The corner of his mouth twitches.
We loop back eventually, angling toward the tower from a different side. No rogues. No hunters. Just mud on our boots and tension in our shoulders.
“This was pointless,” the other warrior mutters.
“Pointless would have been staying home,” Jace says. “Now we know there’s nothing on this route. That’s data.”
“Hunters can move traps,” the warrior says. “By the time we come back, they could be—”
The mark spikes.
Heat lances up my arm, sharp and sudden.
I stop dead.
“Evelyn,” Damon says.
“Wait,” I breathe.
The others freeze.
I close my eyes, not because he told me to, but because the forest feels louder that way.
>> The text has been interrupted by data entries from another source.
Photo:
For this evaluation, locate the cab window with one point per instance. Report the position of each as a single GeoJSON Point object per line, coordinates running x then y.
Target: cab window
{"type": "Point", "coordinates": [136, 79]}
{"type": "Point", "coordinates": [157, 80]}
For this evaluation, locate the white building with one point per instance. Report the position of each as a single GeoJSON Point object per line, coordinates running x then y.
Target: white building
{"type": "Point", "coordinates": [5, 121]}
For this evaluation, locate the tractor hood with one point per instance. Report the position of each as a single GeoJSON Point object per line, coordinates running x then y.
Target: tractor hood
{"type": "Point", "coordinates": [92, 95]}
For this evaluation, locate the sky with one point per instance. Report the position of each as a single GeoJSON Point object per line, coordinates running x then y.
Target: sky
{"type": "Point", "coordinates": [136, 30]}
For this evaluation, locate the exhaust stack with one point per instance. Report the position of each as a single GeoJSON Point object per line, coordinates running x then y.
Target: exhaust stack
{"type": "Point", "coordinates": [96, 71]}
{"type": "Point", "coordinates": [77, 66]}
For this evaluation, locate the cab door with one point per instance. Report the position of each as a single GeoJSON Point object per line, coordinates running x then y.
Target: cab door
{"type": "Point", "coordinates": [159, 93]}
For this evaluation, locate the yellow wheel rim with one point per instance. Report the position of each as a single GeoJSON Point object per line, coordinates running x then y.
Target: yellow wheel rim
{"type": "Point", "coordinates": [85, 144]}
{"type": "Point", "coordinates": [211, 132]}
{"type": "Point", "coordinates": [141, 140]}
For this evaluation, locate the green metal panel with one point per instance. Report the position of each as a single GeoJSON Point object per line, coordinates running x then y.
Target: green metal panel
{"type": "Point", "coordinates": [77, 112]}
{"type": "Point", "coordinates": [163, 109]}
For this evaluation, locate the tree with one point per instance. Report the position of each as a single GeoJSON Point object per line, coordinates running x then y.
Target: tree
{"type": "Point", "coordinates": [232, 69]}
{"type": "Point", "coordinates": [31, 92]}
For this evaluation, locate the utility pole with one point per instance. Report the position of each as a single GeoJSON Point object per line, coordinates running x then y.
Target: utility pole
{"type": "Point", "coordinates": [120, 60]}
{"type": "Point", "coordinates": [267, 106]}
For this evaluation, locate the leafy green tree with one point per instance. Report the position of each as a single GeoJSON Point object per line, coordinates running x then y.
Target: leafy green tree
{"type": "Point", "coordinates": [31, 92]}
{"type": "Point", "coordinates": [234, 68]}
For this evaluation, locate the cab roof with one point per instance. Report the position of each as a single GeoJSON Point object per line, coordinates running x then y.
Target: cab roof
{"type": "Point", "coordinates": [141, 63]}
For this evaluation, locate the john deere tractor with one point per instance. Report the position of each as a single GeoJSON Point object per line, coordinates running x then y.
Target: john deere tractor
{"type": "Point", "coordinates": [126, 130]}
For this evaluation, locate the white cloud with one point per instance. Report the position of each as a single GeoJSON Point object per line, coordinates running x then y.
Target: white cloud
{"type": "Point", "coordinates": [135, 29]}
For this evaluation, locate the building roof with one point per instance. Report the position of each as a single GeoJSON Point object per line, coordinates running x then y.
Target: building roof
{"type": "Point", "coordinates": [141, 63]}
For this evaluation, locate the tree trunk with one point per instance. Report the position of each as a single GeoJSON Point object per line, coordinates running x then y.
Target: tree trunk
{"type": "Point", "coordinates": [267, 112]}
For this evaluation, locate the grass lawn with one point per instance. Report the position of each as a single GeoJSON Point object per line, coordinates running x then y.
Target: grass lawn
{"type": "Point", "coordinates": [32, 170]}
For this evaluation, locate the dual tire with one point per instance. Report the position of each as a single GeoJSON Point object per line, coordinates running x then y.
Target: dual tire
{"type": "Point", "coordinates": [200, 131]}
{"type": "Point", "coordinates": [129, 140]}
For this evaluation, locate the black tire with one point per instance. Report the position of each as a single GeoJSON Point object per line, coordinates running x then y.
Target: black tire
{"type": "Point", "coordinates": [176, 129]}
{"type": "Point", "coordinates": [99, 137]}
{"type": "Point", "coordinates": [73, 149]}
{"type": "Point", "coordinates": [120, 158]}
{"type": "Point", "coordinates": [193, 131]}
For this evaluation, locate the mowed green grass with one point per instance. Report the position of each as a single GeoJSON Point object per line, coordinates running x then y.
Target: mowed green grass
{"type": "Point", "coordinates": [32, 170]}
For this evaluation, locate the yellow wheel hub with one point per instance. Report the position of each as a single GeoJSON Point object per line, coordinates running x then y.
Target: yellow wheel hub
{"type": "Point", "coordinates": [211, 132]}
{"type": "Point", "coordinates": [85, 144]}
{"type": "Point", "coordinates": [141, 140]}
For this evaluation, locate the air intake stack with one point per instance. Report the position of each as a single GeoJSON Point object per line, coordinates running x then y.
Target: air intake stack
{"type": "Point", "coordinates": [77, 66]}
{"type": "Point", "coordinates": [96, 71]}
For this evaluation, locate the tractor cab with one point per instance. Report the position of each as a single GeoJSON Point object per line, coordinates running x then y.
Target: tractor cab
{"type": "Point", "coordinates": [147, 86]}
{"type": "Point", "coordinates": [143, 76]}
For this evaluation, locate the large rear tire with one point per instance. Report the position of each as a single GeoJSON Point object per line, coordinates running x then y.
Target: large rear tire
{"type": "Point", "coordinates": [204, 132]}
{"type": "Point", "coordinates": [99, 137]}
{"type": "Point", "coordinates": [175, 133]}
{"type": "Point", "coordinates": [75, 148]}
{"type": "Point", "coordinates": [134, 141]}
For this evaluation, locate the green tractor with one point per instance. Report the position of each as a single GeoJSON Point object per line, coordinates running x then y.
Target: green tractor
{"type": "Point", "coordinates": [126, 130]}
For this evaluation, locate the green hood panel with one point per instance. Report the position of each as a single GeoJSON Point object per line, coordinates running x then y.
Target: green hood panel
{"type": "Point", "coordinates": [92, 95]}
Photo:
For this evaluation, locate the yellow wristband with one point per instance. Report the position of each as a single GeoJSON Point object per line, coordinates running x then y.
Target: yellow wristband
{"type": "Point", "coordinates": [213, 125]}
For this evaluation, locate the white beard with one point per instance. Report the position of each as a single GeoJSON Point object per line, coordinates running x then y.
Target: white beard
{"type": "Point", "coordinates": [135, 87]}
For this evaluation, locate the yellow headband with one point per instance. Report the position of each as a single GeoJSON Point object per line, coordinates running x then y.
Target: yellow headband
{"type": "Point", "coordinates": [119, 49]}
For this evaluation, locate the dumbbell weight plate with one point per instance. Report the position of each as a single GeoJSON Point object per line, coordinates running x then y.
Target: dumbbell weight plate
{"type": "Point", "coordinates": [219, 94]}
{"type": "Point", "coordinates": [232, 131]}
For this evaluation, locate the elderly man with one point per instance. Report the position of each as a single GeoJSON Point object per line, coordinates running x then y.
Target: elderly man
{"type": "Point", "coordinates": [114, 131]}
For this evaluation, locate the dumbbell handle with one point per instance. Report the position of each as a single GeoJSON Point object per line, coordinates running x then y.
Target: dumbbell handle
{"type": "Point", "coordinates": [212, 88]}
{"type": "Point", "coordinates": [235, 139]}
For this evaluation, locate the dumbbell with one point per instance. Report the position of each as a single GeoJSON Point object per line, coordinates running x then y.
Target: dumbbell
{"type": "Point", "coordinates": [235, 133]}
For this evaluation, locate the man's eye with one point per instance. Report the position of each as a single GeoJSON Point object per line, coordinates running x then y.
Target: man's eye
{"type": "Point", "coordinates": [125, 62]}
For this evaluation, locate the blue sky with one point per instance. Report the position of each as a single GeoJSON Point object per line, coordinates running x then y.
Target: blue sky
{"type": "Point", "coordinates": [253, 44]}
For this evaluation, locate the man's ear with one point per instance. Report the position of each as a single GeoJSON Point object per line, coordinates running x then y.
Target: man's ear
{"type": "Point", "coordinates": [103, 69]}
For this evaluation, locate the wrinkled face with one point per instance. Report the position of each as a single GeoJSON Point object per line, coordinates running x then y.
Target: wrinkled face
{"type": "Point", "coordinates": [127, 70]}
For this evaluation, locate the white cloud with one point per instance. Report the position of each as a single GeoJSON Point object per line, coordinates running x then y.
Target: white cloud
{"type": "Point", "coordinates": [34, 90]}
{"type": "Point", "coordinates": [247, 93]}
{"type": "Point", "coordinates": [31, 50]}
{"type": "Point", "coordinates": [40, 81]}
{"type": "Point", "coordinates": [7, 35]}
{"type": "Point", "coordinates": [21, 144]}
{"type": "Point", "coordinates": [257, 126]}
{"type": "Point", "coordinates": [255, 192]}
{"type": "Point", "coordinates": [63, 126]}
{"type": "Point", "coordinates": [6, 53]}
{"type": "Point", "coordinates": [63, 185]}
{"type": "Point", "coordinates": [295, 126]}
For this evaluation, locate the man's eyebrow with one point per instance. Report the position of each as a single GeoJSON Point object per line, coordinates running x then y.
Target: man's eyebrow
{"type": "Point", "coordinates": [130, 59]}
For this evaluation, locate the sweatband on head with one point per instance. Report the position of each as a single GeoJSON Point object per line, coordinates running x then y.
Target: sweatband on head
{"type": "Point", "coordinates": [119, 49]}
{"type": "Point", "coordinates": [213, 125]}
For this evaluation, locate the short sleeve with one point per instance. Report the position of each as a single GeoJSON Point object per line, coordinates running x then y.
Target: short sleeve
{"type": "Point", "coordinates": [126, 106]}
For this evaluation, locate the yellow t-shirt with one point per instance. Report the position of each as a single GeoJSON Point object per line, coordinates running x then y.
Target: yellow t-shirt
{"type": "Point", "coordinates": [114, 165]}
I focus on the burn. On the direction.
Left.
Downhill, toward a shallow dip where water collects after rain. The air there smells thicker. Wrong.
“There,” I say, pointing. “Something’s off.”
Damon doesn’t argue. He signals with two fingers, and we fan out carefully, steps light.
At first, I don’t see anything.
Then the angle shifts, and a glint of metal winks from under a pile of leaves near a fallen log.
Caleb swears under his breath.
“Good catch,” he says.
Damon raises a hand. “No one touch it,” he says. “Circle.”
We do. From this angle, I can see the trap’s teeth just under the leaf litter, waiting for weight.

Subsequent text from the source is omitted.